Food additives are industries’ way to manipulate the food we eat for a number of reasons, some good some not so.
When you dive into the background of how the food industry works you realize that the almighty dollar has lots more input regardless of the health effect than may be present and seem reasonable.
Food additives can be as simple as salt or some simple herbs such as pepper and curry or a litany of unpronounceable chemicals that really should give you pause. Think of the problems we would have with our foods if they looked, or smelled less than optimal. Would you purchase food that had a questionable look, even if it was just as nutritious ?
As a consumer, you and I have been taught to expect our veggies and fruits to look perfect and uniform. Obviously, nature did not necessarily intend for this outcome and by manipulation of genes, breeding, and a host of other inputs we are presented with “ideal” looking and storing foods. The question is can food additives make us healthier ?

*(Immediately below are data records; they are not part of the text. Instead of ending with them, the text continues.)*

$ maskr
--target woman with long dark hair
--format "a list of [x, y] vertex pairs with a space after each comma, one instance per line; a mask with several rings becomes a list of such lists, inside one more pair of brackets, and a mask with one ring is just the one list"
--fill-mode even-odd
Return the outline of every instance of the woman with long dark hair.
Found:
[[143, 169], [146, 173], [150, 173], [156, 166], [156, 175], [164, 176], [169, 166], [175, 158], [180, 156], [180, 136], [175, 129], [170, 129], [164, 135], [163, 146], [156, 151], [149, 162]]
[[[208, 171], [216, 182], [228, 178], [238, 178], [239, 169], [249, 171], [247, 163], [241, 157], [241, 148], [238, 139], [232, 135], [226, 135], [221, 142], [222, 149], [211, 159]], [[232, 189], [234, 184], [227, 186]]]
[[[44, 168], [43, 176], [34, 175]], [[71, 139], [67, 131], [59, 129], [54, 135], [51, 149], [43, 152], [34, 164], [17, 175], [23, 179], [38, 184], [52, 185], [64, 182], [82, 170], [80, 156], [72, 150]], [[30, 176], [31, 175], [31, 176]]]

In the US our system has been heavily influenced by the food industry and the EPA approach is based on the probabilities of what might have a negative effect. The political action group of agribusiness was pegged at $134 million in (2019) The Europeans take a different approach with the possibilities, as well as the probabilities, being the keywords, setting a higher safety index.
The United States Environmental Protection Agency (EPA) revised the Toxic Substances Control Act (TSCA) so that chemicals may be evaluated, the keyword here, before they are put on the market. But here’s the issue this process failed to account for the decades of additives, already in commerce. There is no current method in place to reevaluate all of these additives to ensure our safety.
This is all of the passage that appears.